A barely muted battle between most county supervisors and the Pacific Lumber Co. played out Tuesday, with dozens of timberland owners begging not to be caught in the middle by a temporary ordinance restricting building.
After hours of testimony, supervisors modified the 45-day ordinance to leave out landowners who already have building applications submitted. But in a 4-1 vote, they approved the ordinance for timber production zone, or TPZ, lands.
All but 2nd District Supervisor Roger Rodoni voted to approve the interim ordinance that was brought by supervisors Jill Geist and Bonnie Neely over concerns about a 22,000-acre development Palco has pitched as part of its bankruptcy restructuring plan. Most landowners said they weren't opposed to the county taking a stand against the company, but not at the risk of their property values or ability to develop their land.
The full effects of the interim ordinance -- which will allow hardship exemptions -- are unclear, and supervisors supporting the measure said they need time to pour over existing statutes. A hearing on whether to continue the ordinance is expected to be held in the next four weeks.
Forest land owners nervous over ordinance
A temporary building moratorium for timberland parcels being considered by county supervisors today has some landowners sweating over possible damage to the value of their property and their ability to sell it.
Humboldt County supervisors will weigh the adoption of an interim ordinance that would be in place for 45 days with extensions possible out to 22 months, 15 days. It's aimed at a proposal by the Pacific Lumber Co., which has pitched an exclusive development of more than 130, 160-acre “kingdoms” linked together with amenities like a golf course and a club house.
The change from timber production to ultra high-end residential development on 22,000 acres may not be compatible with policies being considered as part of the general plan in progress, according to a county staff report.
But owners of far smaller parcels of timber production zone -- TPZ -- lands are afraid of being caught up in the ordinance.
Lee Ulansey bought 100 acres of timberland on Greenwood Heights Road about six years ago with the intention of building a home. He said the county assured him that would be possible. Now he's worried that won't be possible, and that any temporary ordinance might be strung out longer than two years -- and seriously affect the value of his property. "I'm guessing there's thousands of people with TPZ parcels in similar situations,” Ulansey said.
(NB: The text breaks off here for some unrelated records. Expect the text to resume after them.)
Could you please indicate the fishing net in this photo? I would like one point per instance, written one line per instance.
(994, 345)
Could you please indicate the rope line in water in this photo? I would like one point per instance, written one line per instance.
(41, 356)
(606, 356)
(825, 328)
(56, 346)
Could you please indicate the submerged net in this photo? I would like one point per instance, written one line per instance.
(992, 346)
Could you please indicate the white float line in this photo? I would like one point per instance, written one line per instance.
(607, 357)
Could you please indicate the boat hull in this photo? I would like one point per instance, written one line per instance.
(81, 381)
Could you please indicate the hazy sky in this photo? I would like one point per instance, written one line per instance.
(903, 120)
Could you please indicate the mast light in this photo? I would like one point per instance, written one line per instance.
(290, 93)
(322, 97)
The upscale development being proposed by Palco is part of its reorganization plan submitted in U.S. Bankruptcy Court in Corpus Christi, Texas. Palco believes it can raise $700 million by selling the parcels in the so-called Redwood Ranch Development for $5.6 million each.
Eureka forester and real estate appraiser Frank Mileham said even a temporary ordinance on all TPZ land could put a cloud over the properties. While the ordinance may be aimed at large timberland owners, he said, it's inherently going to include owners of smaller properties.
”It could have a huge impact on value,” Mileham said.
People interested in investing in land may shy away from the uncertainty, he said.
The county staff report says the ordinance is necessary to the “health, safety and welfare” of the community, and adds that if Palco's development were allowed to go forward under existing codes, it could prompt other large timberland owners to convert lands to residential development. Some alternatives being considered in the general plan could significantly limit residential development on timber land.
Barnum Timber Co. owns about 36,000 acres in Humboldt County. While it currently has no land for sale, said Barnum forester Steve Horner, it has always expected that some of its land could be developed.
If the company has to sell land again, as it has in recent years to weather market and regulatory conditions, it would have to sell more acreage than it would if developable parcels were available for sale, Horner said.
”That's literally our only liquid asset,” Horner said. He added, “They've just wiped away that value.”
The measure requires a 4/5ths vote to pass. Any extension of the ordinance would have to go through a public hearing before the first 45-day period expires.
The meeting starts at 9 a.m. at the Humboldt County Courthouse.